Mr. Weddle’s opposition contends that the motion to withdraw is coming too late in the proceedings, particularly since defense counsel apparently refused to extend the 5-year (+ 6 months) period to bring the action to trial; and Mr. Weddle seems to want to make any withdrawal by defense counsel contingent on the court extending that time (given its filing date of 1/2/2020, it has to go to trial by 7/2/2025 - 6 months plus 5 years, pursuant to Emergency Rule 10(a), which adds an extra 6 months to bring the action to trial for all civil cases filed before April 6, 2020). He also contends that the motion to withdraw is a ploy to obtain a tactical advantage for Defendant.
Reply
Mr. Rogers filed a Reply Brief; contends that: Defendant’s attorney has made the required showing to be relieved as counsel of record in this case. As Plaintiff concedes in his opposition, the California Rules of Court require that the declaration supporting a motion to withdraw be general in nature and preserve attorney-client privilege. Counsel has stated under penalty of perjury that one or more of the accepted reasons for withdrawing as counsel exist. This is sufficient to grant the motion.
The real purpose of Plaintiff’s opposition is to try to avoid a problem of his own making - namely, the fact that the five-year statute for bringing this case to trial (including the six-month Covid-related extension) is about to expire. After serving form interrogatories and requests for admissions in the spring of 2021 (to which Defendant responded), Plaintiff did nothing to prosecute this case. Instead, Plaintiff let the case lie dormant until December 20, 2024, when Plaintiff’s counsel served additional discovery and advised that he intended to pursue this action. It was only after notifying the Defendant of these new developments that the need to withdraw became apparent. In short, any delay or prejudice exists strictly because of Plaintiff’s handling of his own case. But there is no basis to refuse the request to withdraw as counsel in the face of a substantively and procedurally valid motion. Requests that the court grant the motion to withdraw as counsel.
The Court’s Conclusions
It appears that nothing happened in this case between 12/8/2020 (when Plaintiff was granted an additional fee waiver) and 12/20/2024 (when Plaintiff apparently served the discovery that is at issue in the discovery motions on calendar).
The complaint was filed by Plaintiff in pro per, but Mr. Weddle substituted into the case on 6/3/2020 (58 months prior to the hearing date on these motions), so even without periodic CMC’s, it was up to him to push the case along. The discovery at issue here was served more than 4.5 years after he substituted into the case.

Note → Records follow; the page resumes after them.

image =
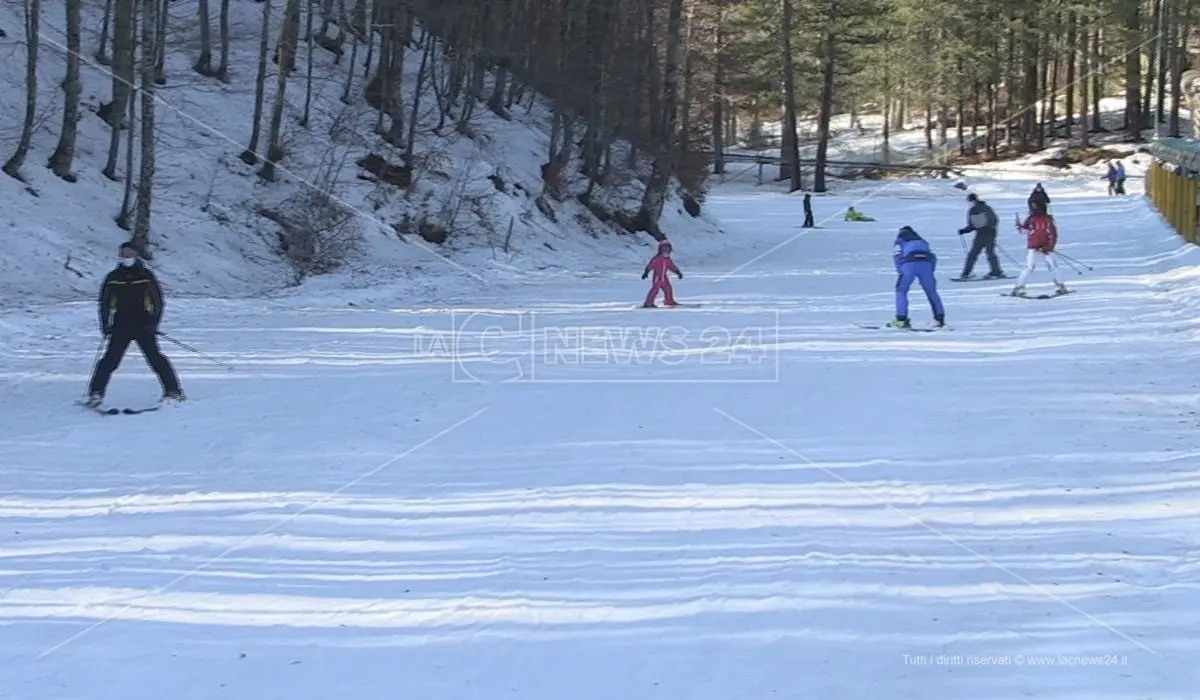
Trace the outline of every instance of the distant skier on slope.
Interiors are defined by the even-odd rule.
[[[1055,294],[1071,291],[1058,279],[1058,256],[1054,254],[1054,248],[1058,245],[1058,226],[1054,223],[1054,217],[1044,209],[1030,207],[1029,216],[1023,222],[1018,220],[1017,229],[1027,237],[1028,253],[1025,257],[1025,269],[1021,270],[1021,276],[1017,278],[1012,296],[1025,296],[1025,282],[1038,263],[1045,263],[1050,270]]]
[[[646,303],[643,304],[647,309],[652,309],[656,306],[654,303],[658,298],[658,293],[663,293],[664,306],[678,306],[675,302],[675,293],[671,289],[671,280],[667,277],[668,272],[674,272],[683,279],[683,273],[675,266],[675,261],[671,259],[671,242],[660,241],[658,244],[658,253],[650,258],[650,262],[646,263],[646,269],[642,271],[642,279],[646,279],[651,273],[654,278],[651,280],[650,293],[646,295]]]
[[[130,343],[137,343],[150,369],[162,384],[163,400],[182,401],[179,378],[171,361],[158,348],[158,324],[162,320],[162,288],[154,273],[142,263],[137,245],[121,244],[120,265],[100,285],[100,332],[108,339],[104,356],[96,363],[88,386],[87,406],[97,407],[113,372],[120,366]]]
[[[970,279],[972,270],[975,269],[975,261],[983,252],[987,253],[988,261],[988,273],[984,279],[1003,279],[1004,270],[1000,269],[1000,258],[996,257],[996,227],[1000,223],[999,218],[991,205],[974,192],[967,195],[967,201],[971,203],[971,208],[967,210],[967,225],[958,230],[958,235],[963,236],[974,231],[975,240],[971,241],[971,250],[967,252],[962,274],[956,279]]]
[[[1029,193],[1029,210],[1035,209],[1050,211],[1050,195],[1046,194],[1046,189],[1040,182],[1033,188],[1033,192]]]
[[[938,327],[946,325],[946,309],[942,306],[942,298],[938,295],[937,279],[933,273],[937,271],[937,255],[929,247],[929,242],[911,227],[905,226],[896,235],[892,245],[892,263],[896,266],[896,319],[889,323],[893,328],[911,328],[908,320],[908,290],[913,281],[921,285],[925,298],[933,309],[933,320]]]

Mr. Weddle contends that the declaration in support of the motion to withdraw is “vaguely stated” and it cannot support the withdrawal, even though he acknowledges that a declaration in support of such a motion cannot compromise the confidentiality of the attorney-client relationship.
He would agree to withdraw his opposition, if an extension of time for trial is stipulated to between the parties prior to or at the hearing on the motion to withdraw, or if the court would order a reasonable extension of time for trial.
But the Court has no authority to extend the 5-year period. It is mandatory (CCP § 583.360), can be extended only by agreement of the parties (CCP § 583.330), and the only periods which can permissibly be excluded from the computation of the time period are when (a) jurisdiction of the court to try the action was suspended, (b) prosecution or trial of the action was stayed or enjoined, or (c) bringing the action to trial for any reason was impossible, impracticable, or futile, is excluded (CCP § 583.340). None of these apply. If the action does not go to trial by 7/2, it will have to be dismissed.
Currently before the Court is the motion by defense counsel to be relieved as Defendant’s counsel of record, and the motions by Plaintiff to compel Defendant to provide responses to special interrogatories, form interrogatories, and requests for production, and to have the matters set forth in requests for admissions deemed admitted. The Court will try this case before 7/2/25.
It is clear rulings need to be made.